Blog: How we built upgraded session replay storage (to blobby)

Summary

Write a short paragraph on what this article is about. If applicable, what's the opinion or point we want to make in this article?

Based on Ben’s notes on Mr Blobby, write a blog talking about our migration of session replay data from ClickHouse to S3 and the creation of Mr. Blobby

What is the right angle? Money saved, performance, technology. How we solve the write cost vs storage cost problem. See headline options

Where will it be published?

select any that apply

[x] Blog

[ ] Founders Hub

[ ] Newsletter

[ ] Product engineers Hub

[ ] Tutorials

[ ] Other (please specify)

Why type of article is this?

select any that apply

[ ] High intent (i.e. comparisons and similar)

[x] Brand / opinionated (how we work and why, etc.)

[ ] High-level guide (concepts, frameworks, ideas, etc.)

[ ] Low-level guide (step-by-step guide / tutorial)

[ ] Other (please specify)

Who is the primary audience?

select any that apply

[ ] Founders

[x] Engineers

[ ] Growth

[ ] Marketing

[x] HackerNews

[ ] Existing PostHog users

[x] Potential PostHog users

Headline options

suggest a few angles

How migrating replay data to S3 saved our life

How we saved 50k/m moving replay data to S3

How we solved the write vs store cost challenge for our massive amount of replay data

Storing more, writing less: How moving replay data to S3 saved us 50k/m

Will it need custom art?

[ ] Yes
[x] No (We already have a Mr Blobby hog)

Outline (optional)

draft headings / questions you want to answer

We moved from ClickHouse-backed session replays to S3-backed ones

Problem 1: Store and query

ClickHouse is good at writing (batching), but not for storing this type of data.

We try to use ClickHouse for everything. Our old version of session replay used it too.

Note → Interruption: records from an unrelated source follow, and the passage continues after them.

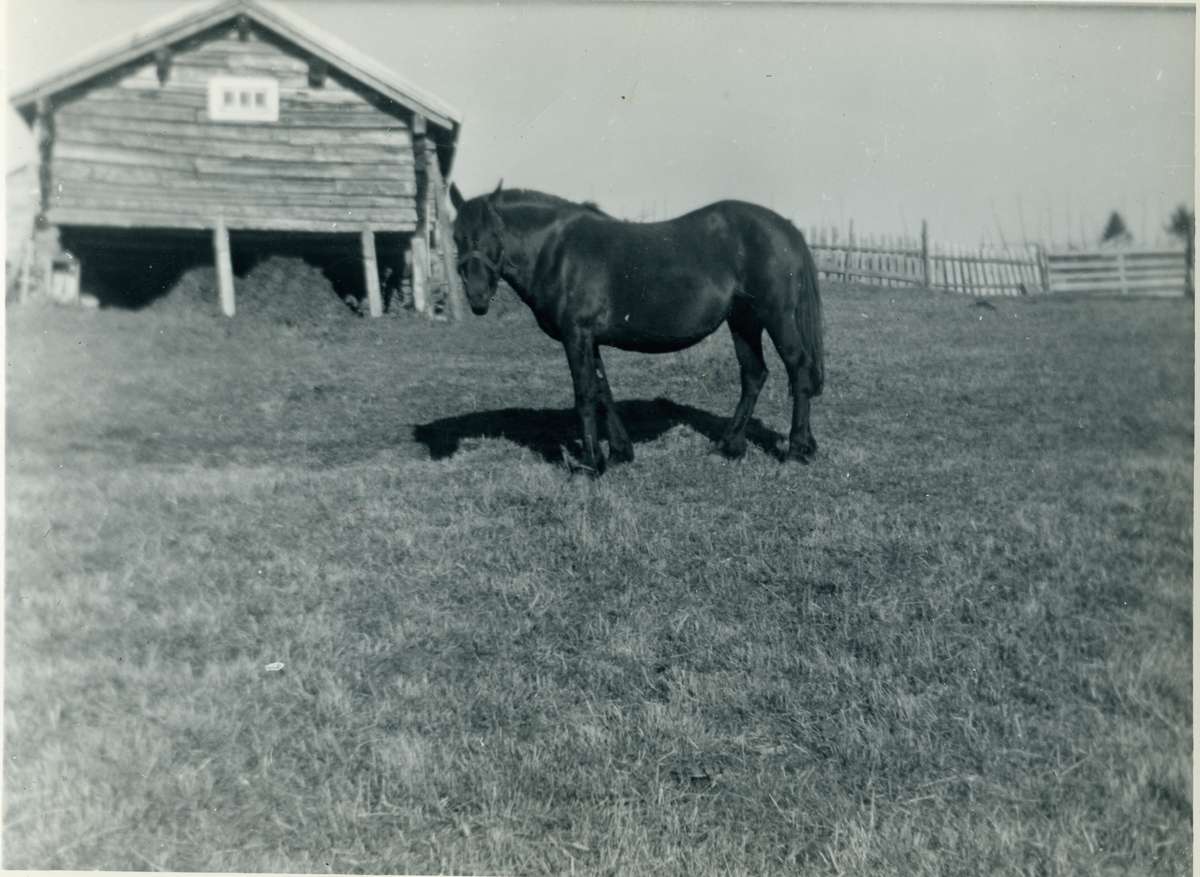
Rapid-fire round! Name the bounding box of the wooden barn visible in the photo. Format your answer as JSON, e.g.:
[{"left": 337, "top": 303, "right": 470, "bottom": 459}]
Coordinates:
[{"left": 11, "top": 0, "right": 462, "bottom": 316}]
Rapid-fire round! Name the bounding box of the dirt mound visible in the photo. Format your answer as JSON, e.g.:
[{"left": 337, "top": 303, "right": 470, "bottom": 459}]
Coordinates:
[{"left": 152, "top": 256, "right": 354, "bottom": 325}]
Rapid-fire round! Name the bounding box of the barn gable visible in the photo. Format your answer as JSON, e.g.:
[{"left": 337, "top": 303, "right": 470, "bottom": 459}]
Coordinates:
[{"left": 11, "top": 0, "right": 461, "bottom": 311}]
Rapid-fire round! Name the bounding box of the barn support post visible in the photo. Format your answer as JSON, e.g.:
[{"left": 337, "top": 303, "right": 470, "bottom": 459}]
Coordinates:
[
  {"left": 362, "top": 224, "right": 383, "bottom": 317},
  {"left": 412, "top": 113, "right": 433, "bottom": 317},
  {"left": 412, "top": 233, "right": 430, "bottom": 313},
  {"left": 212, "top": 216, "right": 235, "bottom": 317},
  {"left": 425, "top": 142, "right": 463, "bottom": 322}
]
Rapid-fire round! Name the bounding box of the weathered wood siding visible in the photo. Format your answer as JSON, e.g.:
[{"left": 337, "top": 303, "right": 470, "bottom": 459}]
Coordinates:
[{"left": 47, "top": 26, "right": 418, "bottom": 232}]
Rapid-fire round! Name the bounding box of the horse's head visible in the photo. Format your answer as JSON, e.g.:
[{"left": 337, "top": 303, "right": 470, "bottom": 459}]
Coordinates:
[{"left": 450, "top": 181, "right": 505, "bottom": 316}]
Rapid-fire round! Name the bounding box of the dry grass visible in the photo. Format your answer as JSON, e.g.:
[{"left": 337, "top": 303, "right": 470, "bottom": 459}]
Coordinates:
[{"left": 4, "top": 284, "right": 1193, "bottom": 875}]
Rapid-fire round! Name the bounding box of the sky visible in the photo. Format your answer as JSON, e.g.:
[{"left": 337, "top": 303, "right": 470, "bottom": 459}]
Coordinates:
[{"left": 4, "top": 0, "right": 1196, "bottom": 245}]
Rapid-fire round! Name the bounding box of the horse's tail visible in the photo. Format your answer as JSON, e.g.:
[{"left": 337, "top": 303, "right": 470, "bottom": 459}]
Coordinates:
[{"left": 796, "top": 229, "right": 824, "bottom": 396}]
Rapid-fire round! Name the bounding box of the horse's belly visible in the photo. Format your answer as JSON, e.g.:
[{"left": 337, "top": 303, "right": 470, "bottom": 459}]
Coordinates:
[{"left": 598, "top": 287, "right": 732, "bottom": 353}]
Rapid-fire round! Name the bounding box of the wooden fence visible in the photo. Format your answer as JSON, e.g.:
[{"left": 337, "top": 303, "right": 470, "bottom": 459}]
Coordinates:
[
  {"left": 1046, "top": 250, "right": 1189, "bottom": 296},
  {"left": 808, "top": 223, "right": 1188, "bottom": 295}
]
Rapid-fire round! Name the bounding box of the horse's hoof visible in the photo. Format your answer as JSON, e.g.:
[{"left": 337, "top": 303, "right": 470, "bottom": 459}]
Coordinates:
[
  {"left": 784, "top": 447, "right": 816, "bottom": 465},
  {"left": 713, "top": 439, "right": 746, "bottom": 459},
  {"left": 608, "top": 445, "right": 634, "bottom": 463}
]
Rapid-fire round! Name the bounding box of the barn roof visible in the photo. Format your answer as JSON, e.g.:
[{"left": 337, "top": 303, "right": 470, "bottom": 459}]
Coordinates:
[{"left": 8, "top": 0, "right": 462, "bottom": 138}]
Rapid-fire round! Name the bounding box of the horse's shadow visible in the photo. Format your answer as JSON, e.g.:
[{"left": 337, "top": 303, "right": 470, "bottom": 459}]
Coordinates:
[{"left": 413, "top": 398, "right": 786, "bottom": 463}]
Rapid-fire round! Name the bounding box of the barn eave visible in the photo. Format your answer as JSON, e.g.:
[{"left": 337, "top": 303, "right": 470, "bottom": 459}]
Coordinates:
[{"left": 10, "top": 0, "right": 462, "bottom": 139}]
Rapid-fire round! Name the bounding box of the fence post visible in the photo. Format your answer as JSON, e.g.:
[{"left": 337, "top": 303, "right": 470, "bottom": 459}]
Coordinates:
[
  {"left": 920, "top": 220, "right": 934, "bottom": 288},
  {"left": 841, "top": 220, "right": 854, "bottom": 283}
]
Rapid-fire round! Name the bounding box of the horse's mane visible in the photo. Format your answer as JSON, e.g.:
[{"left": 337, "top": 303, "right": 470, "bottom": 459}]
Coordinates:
[{"left": 498, "top": 188, "right": 608, "bottom": 216}]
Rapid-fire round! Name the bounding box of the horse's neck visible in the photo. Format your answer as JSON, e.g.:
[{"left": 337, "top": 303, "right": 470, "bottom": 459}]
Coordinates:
[{"left": 498, "top": 205, "right": 563, "bottom": 301}]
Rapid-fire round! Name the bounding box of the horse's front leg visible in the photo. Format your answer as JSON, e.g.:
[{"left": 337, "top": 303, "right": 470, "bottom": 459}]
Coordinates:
[
  {"left": 563, "top": 330, "right": 605, "bottom": 475},
  {"left": 592, "top": 344, "right": 634, "bottom": 463}
]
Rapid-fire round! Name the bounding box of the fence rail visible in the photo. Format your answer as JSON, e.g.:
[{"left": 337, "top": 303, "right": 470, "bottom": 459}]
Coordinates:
[
  {"left": 808, "top": 223, "right": 1188, "bottom": 295},
  {"left": 1046, "top": 250, "right": 1188, "bottom": 296}
]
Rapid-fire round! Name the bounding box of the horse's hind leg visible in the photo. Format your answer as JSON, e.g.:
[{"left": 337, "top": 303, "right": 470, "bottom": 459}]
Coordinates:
[
  {"left": 767, "top": 319, "right": 817, "bottom": 463},
  {"left": 716, "top": 308, "right": 767, "bottom": 458},
  {"left": 592, "top": 344, "right": 634, "bottom": 463},
  {"left": 563, "top": 330, "right": 604, "bottom": 475}
]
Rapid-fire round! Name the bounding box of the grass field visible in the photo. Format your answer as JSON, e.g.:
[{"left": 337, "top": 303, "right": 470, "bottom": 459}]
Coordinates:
[{"left": 2, "top": 283, "right": 1193, "bottom": 877}]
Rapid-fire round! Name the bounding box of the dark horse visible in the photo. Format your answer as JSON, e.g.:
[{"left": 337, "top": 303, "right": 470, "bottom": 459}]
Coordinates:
[{"left": 450, "top": 186, "right": 824, "bottom": 474}]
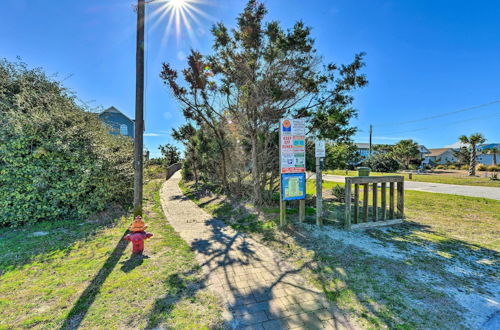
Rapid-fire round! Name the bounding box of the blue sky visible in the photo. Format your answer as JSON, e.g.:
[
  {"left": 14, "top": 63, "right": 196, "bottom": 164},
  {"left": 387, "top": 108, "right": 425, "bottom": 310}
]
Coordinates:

It was very slow to load blob-like data, it’s not the intended use case

Also, 3 weeks of replay data took up more than all the other data combined

Solution (AKA problem 2): Writing somewhere else

Move it somewhere else, obviously

We want to write many small packets and store a lot of content

This makes replay data a bad fit for both blob-style data and traditional databases.

Real solution: Buffering

Our SDKs batch session replay events to keep packets sent to a minimum

Buffer data on disk and write to blob storage once threshold has past

This reduces write costs and enables us to benefit from cheap S3 storage

Architecture of real solution: Mr. Blobby

Buffer incoming data to disk, use Node.js streams

Grouping it by session, finding or creating SessionManager

Add data to SessionManager write stream

Stream to gzip

See what needs to be flushed using Kafka age, real time age, and size

Flush to S3 via Kafka(?)

Querying and using this data

The data is the same and loading from S3 isn’t too much of a change

Store some metadata in ClickHouse to enable quick recordings query and joining with persons or events

In-flight sessions, people expect relatively real time viewing, using REdis

Buffer uncompressed version to disk

Web app publishes redis message to request real time session

Consumers receive the event and begin replicating

Benefits

This saved us 30-50k/month, improved ClickHouse health, and improved loading speed.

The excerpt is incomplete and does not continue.